O debate sobre “O contexto político atual: a prevenção, o tratamento e os direitos humanos”, contou com as participações de Simone Leite, do Conselho Nacional de Saúde; Taylla Vargas da Rede de Jovens Rio+ e Jorge Beloqui, do Grupo de Incentivo a Vida (GIV) e membro do Conselho de Curadores da ABIA. Beloqui, por exemplo, questionou a efetividade desta profilaxia direcionada apenas às chamadas populações chave (pessoas trans, profissionais do sexo, casais sorodiscordantes e homens que fazem sexo com homens): “É preciso que haja novas diretrizes para a PrEP, porque essa coisa de populações chave é muito questionável”, afirmou. “A PrEP tem que ser estendida à todas as populações em risco de adquirir o HIV, como por exemplo homens e mulheres cis que praticam sexo grupal, pessoas que que contraíram duas ou mais infecções sexualmente transmissíveis no último ano…e não aquela com maior prevalência”, frisou.

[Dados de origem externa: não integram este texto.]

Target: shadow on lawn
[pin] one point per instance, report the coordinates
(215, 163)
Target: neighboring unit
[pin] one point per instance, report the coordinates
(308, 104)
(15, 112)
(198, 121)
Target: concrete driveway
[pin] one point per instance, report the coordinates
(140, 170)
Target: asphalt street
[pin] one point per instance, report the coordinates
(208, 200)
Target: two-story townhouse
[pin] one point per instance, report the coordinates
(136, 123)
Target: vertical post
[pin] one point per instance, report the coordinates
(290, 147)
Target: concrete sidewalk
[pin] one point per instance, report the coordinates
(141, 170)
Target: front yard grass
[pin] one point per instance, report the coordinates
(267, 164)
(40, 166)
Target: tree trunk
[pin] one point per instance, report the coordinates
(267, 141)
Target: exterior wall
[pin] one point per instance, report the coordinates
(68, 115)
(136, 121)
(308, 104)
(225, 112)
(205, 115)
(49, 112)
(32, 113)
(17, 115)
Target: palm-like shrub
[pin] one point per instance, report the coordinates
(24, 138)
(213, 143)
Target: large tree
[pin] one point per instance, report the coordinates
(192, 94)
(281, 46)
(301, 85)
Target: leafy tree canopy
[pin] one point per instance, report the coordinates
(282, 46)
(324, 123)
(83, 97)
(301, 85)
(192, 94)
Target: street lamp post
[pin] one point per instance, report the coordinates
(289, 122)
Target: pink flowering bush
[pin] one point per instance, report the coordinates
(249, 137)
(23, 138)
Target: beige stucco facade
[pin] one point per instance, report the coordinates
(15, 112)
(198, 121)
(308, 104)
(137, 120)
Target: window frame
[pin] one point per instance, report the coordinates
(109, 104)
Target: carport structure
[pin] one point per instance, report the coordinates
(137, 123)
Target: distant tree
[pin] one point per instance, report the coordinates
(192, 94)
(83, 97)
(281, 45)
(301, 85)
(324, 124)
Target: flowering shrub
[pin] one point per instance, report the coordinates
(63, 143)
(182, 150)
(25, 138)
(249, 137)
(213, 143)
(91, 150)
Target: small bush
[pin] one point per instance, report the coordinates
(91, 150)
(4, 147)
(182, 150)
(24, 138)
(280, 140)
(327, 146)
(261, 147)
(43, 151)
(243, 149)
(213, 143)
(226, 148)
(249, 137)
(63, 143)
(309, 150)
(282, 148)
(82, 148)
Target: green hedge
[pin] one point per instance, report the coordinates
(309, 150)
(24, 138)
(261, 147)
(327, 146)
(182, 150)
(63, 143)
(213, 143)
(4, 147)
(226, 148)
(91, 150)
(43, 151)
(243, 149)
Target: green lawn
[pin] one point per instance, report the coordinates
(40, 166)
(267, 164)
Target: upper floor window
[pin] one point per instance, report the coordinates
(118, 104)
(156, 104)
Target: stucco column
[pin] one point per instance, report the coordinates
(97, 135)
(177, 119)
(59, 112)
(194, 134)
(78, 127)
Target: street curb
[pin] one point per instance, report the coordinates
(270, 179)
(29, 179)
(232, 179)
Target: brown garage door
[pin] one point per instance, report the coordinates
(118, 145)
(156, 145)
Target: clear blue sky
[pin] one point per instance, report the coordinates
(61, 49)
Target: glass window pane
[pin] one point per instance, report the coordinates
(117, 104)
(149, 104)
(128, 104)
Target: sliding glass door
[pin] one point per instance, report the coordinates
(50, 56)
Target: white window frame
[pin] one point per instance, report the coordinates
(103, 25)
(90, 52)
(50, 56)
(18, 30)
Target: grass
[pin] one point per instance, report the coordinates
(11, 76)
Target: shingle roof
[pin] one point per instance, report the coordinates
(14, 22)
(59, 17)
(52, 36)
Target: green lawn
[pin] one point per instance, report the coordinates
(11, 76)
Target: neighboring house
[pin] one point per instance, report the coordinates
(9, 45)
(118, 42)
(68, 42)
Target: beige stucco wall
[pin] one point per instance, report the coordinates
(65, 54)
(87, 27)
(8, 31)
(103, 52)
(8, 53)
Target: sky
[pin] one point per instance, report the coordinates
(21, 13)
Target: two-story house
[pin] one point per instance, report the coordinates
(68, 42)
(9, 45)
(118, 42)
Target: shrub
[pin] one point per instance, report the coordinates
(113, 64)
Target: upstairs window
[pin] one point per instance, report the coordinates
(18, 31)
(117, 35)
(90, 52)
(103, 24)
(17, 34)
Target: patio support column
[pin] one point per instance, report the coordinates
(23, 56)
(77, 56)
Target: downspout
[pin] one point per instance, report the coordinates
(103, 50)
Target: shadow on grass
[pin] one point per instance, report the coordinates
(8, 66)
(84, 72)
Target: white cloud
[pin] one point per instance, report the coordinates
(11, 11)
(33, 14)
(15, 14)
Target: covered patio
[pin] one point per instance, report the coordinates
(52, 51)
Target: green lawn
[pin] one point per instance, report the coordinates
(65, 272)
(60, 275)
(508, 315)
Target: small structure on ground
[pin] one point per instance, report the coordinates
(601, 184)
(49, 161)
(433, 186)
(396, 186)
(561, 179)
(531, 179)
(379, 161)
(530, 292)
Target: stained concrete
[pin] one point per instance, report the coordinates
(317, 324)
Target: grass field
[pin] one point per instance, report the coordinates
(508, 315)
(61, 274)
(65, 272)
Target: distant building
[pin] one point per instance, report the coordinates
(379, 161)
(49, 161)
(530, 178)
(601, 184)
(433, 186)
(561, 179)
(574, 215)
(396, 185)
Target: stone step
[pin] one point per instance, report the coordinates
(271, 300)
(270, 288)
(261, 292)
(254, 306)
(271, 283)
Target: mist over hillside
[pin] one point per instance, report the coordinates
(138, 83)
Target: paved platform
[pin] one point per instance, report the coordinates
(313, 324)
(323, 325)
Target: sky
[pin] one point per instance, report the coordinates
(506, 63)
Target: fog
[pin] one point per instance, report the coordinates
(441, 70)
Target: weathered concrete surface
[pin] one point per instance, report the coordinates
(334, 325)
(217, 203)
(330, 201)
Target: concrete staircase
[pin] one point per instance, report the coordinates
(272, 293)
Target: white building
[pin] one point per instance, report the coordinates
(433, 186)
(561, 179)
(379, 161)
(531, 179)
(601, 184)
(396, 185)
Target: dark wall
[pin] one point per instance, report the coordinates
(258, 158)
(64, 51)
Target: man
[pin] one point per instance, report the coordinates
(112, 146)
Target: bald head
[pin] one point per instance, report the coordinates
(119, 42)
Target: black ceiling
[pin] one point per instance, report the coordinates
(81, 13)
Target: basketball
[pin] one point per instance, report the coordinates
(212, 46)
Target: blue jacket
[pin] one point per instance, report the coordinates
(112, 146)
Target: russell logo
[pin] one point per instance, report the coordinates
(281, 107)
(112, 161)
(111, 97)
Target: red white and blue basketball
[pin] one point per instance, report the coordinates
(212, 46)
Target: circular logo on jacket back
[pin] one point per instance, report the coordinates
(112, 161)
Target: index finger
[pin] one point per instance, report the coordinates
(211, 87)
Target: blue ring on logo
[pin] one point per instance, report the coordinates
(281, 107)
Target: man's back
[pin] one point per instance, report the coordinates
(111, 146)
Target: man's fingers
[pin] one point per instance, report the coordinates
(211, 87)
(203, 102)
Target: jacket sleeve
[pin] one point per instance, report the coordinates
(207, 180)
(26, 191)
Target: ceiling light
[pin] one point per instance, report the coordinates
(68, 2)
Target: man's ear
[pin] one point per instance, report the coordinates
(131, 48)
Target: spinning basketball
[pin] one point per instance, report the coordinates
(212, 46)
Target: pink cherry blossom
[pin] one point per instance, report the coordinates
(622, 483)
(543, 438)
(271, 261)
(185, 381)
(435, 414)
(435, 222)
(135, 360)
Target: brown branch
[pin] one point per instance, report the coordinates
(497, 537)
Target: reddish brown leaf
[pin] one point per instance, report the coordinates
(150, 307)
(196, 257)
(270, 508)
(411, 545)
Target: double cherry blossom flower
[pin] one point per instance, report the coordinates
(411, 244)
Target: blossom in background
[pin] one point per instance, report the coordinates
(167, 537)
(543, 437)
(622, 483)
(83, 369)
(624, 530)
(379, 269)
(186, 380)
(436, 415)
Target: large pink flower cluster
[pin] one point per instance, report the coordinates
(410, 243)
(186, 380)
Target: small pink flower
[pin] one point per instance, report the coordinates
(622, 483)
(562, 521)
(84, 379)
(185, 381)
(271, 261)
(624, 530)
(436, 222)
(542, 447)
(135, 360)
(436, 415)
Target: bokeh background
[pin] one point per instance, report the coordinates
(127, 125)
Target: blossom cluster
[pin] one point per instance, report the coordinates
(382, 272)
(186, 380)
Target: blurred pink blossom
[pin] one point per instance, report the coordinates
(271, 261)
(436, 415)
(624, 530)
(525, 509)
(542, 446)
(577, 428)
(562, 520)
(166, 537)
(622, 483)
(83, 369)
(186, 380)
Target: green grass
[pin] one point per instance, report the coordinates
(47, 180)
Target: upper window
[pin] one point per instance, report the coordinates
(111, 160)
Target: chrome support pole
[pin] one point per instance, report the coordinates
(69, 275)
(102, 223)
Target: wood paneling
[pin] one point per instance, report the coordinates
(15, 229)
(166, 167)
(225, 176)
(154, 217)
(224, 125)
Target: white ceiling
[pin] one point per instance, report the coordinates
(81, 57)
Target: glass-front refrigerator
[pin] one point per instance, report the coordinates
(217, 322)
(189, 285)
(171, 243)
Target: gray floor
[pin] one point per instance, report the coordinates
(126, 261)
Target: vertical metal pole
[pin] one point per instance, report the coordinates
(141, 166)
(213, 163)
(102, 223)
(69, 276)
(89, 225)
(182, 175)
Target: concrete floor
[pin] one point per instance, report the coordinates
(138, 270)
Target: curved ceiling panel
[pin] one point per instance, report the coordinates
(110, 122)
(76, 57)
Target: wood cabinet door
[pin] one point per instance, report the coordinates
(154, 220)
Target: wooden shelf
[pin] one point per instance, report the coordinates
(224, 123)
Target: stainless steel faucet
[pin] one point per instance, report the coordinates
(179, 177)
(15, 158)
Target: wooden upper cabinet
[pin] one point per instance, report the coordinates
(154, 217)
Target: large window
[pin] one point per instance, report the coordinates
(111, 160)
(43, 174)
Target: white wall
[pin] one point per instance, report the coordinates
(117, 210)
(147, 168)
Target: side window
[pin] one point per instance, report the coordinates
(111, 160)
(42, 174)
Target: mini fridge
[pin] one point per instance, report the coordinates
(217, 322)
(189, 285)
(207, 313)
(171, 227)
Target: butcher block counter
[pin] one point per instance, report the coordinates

Já Simone Leite, do Conselho Nacional de Saúde, reforçou as críticas contra as políticas de austeridades fiscal e de sucateamento do SUS levadas a cabo pelo governo federal. “É a política do Estado mínimo que está sendo colocada para a saúde como estratégia de atendimento. Precisamos então fortalecer a representação social nos conselhos de saúde e nas instâncias de participação social por que são nesses espaços que as decisões são tomadas” afirmou.
Ato
O Encontro Nacional Celebração dos 30 Anos do Grupo Pela Vidda-RJ foi encerrado com um ato e passeata nos Arcos da Lapa em comemoração ao Dia Mundial de Luta Contra AIDS (1/12). Na ocasião, foram feitas manifestações de ativistas e apresentações artísticas com poetas e grafiteiros que gravaram a luta coletiva do Pela Vidda assim como um pouco da vida e da história de tantas pessoas que passaram pela organização, na memória da cidade. Viva a Vida!